"A luz na pintura de Palhano é tão vital quanto a fotossíntese no crescimento das plantas, daí por que se distancia de qualquer concepção acadêmica de mera iluminação do cenário. Essa luz invisível preexiste na tela, é embutida no seu cerne, como uma candeia fechada."
Francisco Brennand

sexta-feira, 8 de novembro de 2019

O artista absoluto em sua obra



No alicerce da obra de Renato Valle, está o desenho rigoroso que penetra em todas as formas que o artista propõe representar na pintura e em vários veículos das expressões plásticas, com uma visão múltipla e mente concentrada no universo interiorizado e numa linguagem própria. Seu trabalho e sua concepção são a assinatura. Influências naturais existem, mas de maneira longínqua, sem afetar a essência da ideia nascente. Demonstra um trabalhador incansável para concretizar o pensamento. Como um monge que estivesse dedicado a construir iluminuras que falassem de uma história, talvez inconsciente, na qual estão a matéria e o sagrado. Cada elemento das construções dessas pinturas individuais se destaca do restante que as compõe, de maneira harmoniosa, na recente mostra na Galeria Arte Plural.

São imagens concebidas em volumes, como ondas monocromáticas estabilizadas em planos que as relevam num contraste de cor suave e intencional. É a pintura pura sem mais nem menos e, por ser sólida, atemporal. O discurso em palavras não predomina, este está mais em cada centímetro do fragmento pictórico que diz do modo de o artista ver o mundo, como se estivessem ali suas digitais, ou autorretratos, nas camadas sobre camadas, em veladuras prazerosas. Estas impõem ao espectador uma atenção demorada, é impossível não se prender a revelação da cor. Como uma partitura musical em que é preciso silêncio no espírito para perceber as entonações e consonâncias. Somente um olhar meditativo é capaz de perceber esses movimentos. O artista está absoluto em sua obra. Penetramos nessa leitura interminável sobre os variantes caminhos da pintura que só são permitidos aos iniciados. Sim, porque a pintura, hoje, nem todos a compreendem, está como se fosse uma linguagem secreta, como as das cavernas dos nossos ancestrais — como alertou para mim, sobre isso, numa oportunidade, o admirável Francisco Brennand.
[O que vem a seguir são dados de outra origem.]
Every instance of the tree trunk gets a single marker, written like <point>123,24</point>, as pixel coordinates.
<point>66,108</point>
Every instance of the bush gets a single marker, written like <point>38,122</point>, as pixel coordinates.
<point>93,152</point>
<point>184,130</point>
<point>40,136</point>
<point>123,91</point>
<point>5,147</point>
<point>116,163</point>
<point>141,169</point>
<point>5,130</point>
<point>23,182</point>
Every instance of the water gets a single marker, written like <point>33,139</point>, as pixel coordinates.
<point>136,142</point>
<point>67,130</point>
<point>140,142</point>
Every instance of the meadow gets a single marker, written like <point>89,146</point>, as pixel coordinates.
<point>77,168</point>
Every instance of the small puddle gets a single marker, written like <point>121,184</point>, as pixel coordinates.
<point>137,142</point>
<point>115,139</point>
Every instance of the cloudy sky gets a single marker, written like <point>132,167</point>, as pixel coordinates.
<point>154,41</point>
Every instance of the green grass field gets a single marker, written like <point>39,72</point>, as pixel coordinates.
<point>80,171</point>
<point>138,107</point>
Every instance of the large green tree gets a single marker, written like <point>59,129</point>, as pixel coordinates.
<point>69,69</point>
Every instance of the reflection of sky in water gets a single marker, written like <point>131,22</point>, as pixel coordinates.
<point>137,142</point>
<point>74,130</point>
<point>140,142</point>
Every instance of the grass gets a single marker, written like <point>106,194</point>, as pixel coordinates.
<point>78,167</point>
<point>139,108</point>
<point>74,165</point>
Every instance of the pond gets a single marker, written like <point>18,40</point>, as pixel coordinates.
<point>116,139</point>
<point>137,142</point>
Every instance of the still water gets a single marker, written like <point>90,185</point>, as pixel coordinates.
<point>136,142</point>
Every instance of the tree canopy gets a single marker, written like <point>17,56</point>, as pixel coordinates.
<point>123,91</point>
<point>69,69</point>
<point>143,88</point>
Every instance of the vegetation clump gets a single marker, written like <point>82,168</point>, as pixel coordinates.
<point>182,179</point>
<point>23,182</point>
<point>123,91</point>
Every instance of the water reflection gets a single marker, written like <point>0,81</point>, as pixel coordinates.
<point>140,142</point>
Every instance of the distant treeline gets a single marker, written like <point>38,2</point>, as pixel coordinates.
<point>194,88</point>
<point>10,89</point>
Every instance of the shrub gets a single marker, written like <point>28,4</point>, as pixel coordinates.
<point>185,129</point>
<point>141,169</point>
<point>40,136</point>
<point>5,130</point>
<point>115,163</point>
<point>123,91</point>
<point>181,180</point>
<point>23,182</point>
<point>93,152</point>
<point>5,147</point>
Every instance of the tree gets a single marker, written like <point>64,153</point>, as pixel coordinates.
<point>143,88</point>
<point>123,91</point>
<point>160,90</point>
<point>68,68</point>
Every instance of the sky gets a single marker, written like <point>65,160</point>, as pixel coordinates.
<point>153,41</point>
Talvez voltemos com mais precisão aos estudos e à compreensão dos grandes artistas, a esse patrimônio pictórico e espiritual que nos legaram em todas as épocas... 
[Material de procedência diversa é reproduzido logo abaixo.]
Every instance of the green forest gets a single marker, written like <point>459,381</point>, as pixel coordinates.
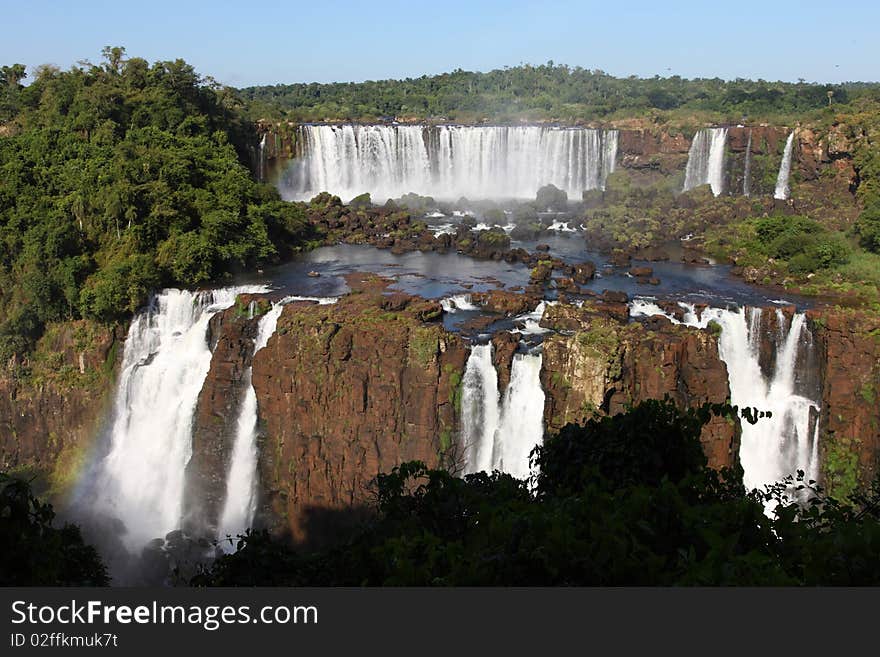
<point>119,178</point>
<point>623,500</point>
<point>546,92</point>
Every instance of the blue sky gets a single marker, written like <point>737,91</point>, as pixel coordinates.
<point>244,43</point>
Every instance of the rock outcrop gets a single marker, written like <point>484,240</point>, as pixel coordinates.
<point>49,418</point>
<point>602,366</point>
<point>347,391</point>
<point>214,426</point>
<point>850,423</point>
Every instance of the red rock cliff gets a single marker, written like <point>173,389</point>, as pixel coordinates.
<point>347,391</point>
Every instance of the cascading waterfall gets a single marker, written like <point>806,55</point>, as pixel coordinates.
<point>500,435</point>
<point>166,358</point>
<point>706,160</point>
<point>786,442</point>
<point>261,171</point>
<point>782,189</point>
<point>747,170</point>
<point>458,302</point>
<point>449,161</point>
<point>241,480</point>
<point>522,417</point>
<point>480,409</point>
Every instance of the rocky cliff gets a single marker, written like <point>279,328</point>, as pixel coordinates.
<point>52,405</point>
<point>850,423</point>
<point>231,334</point>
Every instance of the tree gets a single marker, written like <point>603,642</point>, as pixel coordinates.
<point>114,56</point>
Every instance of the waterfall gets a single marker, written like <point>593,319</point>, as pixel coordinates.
<point>747,171</point>
<point>458,302</point>
<point>500,436</point>
<point>480,409</point>
<point>706,160</point>
<point>782,190</point>
<point>774,447</point>
<point>522,417</point>
<point>261,170</point>
<point>241,480</point>
<point>449,161</point>
<point>165,361</point>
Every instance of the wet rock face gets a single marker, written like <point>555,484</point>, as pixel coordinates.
<point>214,425</point>
<point>347,391</point>
<point>849,351</point>
<point>603,366</point>
<point>48,423</point>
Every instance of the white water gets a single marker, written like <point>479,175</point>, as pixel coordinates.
<point>165,361</point>
<point>241,480</point>
<point>774,447</point>
<point>480,409</point>
<point>747,171</point>
<point>522,417</point>
<point>706,160</point>
<point>449,161</point>
<point>782,189</point>
<point>261,172</point>
<point>458,302</point>
<point>499,435</point>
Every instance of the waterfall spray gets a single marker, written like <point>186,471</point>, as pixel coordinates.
<point>706,160</point>
<point>782,189</point>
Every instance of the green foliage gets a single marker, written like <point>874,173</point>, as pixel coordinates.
<point>622,500</point>
<point>120,178</point>
<point>547,91</point>
<point>868,227</point>
<point>33,552</point>
<point>423,346</point>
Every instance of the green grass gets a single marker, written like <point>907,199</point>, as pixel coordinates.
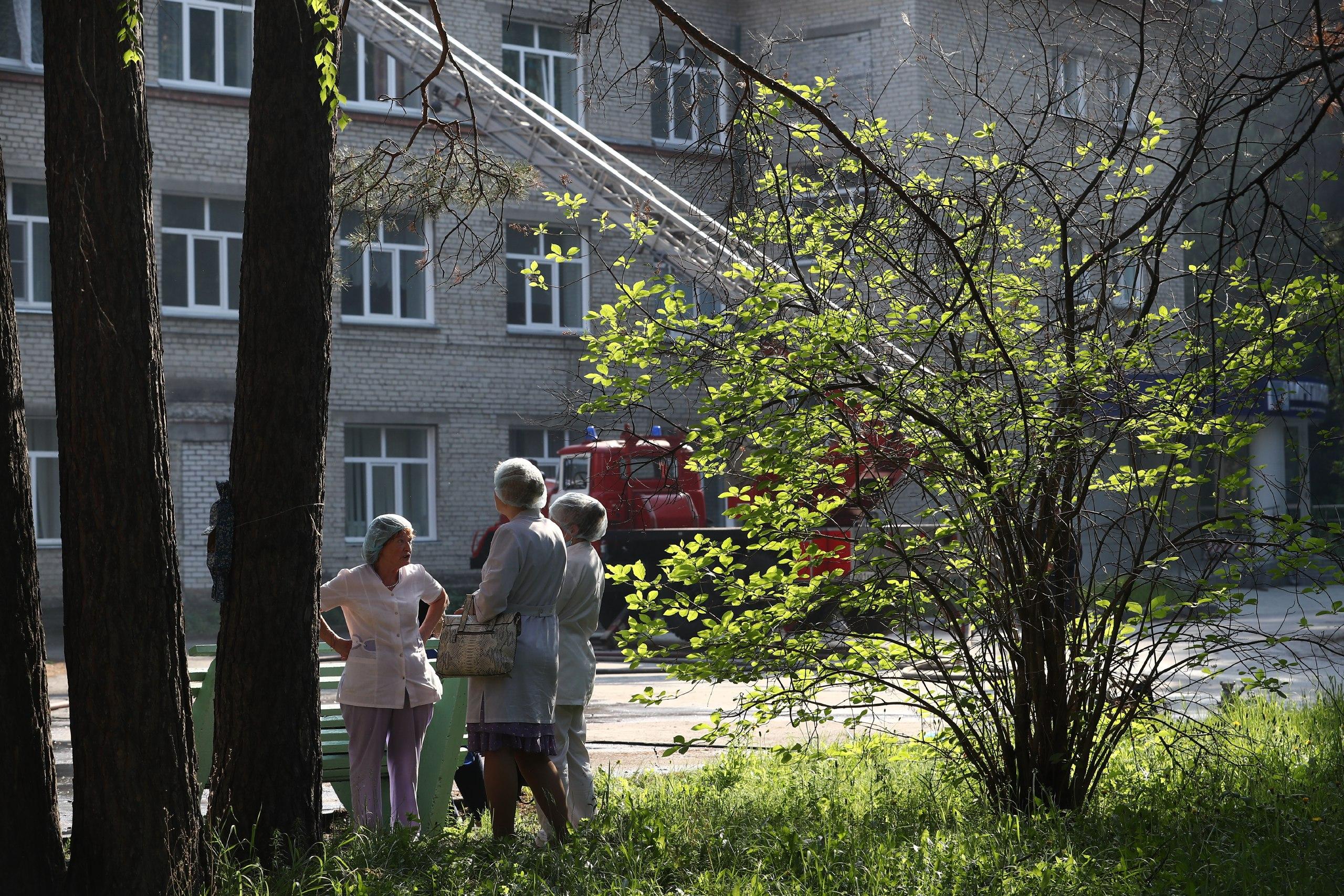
<point>1256,808</point>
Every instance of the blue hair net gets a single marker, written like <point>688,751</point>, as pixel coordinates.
<point>381,531</point>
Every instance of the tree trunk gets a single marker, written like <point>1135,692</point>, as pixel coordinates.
<point>138,806</point>
<point>30,828</point>
<point>267,774</point>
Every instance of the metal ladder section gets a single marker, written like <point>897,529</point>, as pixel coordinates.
<point>523,125</point>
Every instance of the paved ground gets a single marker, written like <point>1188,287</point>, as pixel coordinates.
<point>623,724</point>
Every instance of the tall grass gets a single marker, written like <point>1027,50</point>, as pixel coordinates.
<point>1252,805</point>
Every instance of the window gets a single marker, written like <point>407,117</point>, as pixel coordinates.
<point>45,471</point>
<point>386,281</point>
<point>371,77</point>
<point>389,469</point>
<point>541,446</point>
<point>202,256</point>
<point>20,33</point>
<point>30,245</point>
<point>575,472</point>
<point>206,42</point>
<point>541,59</point>
<point>687,96</point>
<point>561,301</point>
<point>1070,87</point>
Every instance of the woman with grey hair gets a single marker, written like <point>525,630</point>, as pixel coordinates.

Foi assim, com essa concepção, que Renato reuniu, na recente mostra individual, parte de sua própria “cadeia genética” criadora, obras que fizessem referências ao seu percurso de inventor de outras obras paralelas de sua autoria, durante os últimos quarenta anos de trabalho. Cada uma delas faz a ponte com séries ou outras exposições suas, algumas delas monumentais, como a que aconteceu no Museu do Estado, em 2009, com o sugestivo título “Diálogos pelo desenho”, montada com obras de grandes proporções, em que ele dialoga com artistas seus contemporâneos e outros de formação acadêmica, importantes, que fazem parte da história da arte que se fez em Pernambuco, ou pessoas eletivas de sua relação.
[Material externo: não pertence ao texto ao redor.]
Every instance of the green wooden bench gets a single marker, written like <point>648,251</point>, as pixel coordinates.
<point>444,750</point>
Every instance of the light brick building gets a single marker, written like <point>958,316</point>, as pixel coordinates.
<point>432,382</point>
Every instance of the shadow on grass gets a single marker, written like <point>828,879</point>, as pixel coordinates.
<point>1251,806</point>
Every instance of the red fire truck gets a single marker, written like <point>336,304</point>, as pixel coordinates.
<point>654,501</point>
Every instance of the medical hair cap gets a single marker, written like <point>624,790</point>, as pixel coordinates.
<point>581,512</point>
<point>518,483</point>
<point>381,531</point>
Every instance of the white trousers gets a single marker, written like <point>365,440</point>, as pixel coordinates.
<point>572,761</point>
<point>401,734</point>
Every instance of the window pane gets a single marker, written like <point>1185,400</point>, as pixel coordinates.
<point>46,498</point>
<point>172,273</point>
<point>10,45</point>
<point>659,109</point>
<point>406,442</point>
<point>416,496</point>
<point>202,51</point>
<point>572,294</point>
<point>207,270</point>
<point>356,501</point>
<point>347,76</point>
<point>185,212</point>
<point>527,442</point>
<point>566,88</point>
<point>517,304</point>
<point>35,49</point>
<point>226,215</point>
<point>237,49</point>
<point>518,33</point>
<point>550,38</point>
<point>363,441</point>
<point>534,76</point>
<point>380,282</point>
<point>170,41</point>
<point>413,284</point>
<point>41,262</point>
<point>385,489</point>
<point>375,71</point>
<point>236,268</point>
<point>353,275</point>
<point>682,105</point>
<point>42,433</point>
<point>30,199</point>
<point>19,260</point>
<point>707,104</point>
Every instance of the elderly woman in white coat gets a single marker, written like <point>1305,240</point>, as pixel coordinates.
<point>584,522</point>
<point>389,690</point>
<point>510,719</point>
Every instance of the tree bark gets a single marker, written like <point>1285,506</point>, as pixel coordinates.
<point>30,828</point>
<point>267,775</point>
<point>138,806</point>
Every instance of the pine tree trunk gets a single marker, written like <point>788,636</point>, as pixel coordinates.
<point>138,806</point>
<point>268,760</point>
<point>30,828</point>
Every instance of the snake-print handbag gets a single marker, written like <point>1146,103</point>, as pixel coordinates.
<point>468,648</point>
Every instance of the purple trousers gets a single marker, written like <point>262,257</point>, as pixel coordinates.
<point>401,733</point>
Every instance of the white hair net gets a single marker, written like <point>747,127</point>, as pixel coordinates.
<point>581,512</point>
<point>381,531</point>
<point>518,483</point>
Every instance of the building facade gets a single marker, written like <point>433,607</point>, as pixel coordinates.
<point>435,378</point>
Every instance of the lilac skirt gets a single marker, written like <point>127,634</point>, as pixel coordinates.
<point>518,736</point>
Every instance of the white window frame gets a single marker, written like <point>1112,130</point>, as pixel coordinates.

Nas grandes salas do museu, o desenho do artista demonstrou um dinamismo gráfico incomparável nas enormes lonas cruas nas quais deu vazão ao seu poder constatado de expressão e síntese, onde os pontos das tramas daquelas lonas serviram de enriquecimentos aos riscos dos grafites. O mesmo nas pequenas proporções como no conjunto de 5.000 desenhos sobre papéis reunidos em um só corpo, mas indicando anotações separadas que o artista chamou de “Diários de votos e ex-votos”. Pois bem, dessa vez, na presente mostra, ele cria diálogos consigo mesmo e, em algumas obras, relembra os aspectos “genéticos” das do museu, como os trabalhos “Solaris”, “O que não se vê”, “Bebê ex-voto” e “Bebê Pitú”. As naturezas-mortas, que são uma constante em sua trajetória, estão na mostra com 4 telas de 30 x 30 cm, quando ele aproxima, em algumas abordagens, um laivo de hiper-realismo de suas percepções. Os corpos representados em volumes em “Retratos do que ele é”, do número 1 ao 4, são formas que vemos na obra do artista que deixam a sua marca, a sua digital, corpos em volumes que se desdobram por todos os lados. Nessa mostra atual, a concepção está no centro como no cosmos, e é ele próprio, Renato Valle, a expandir o seu pensamento materializado.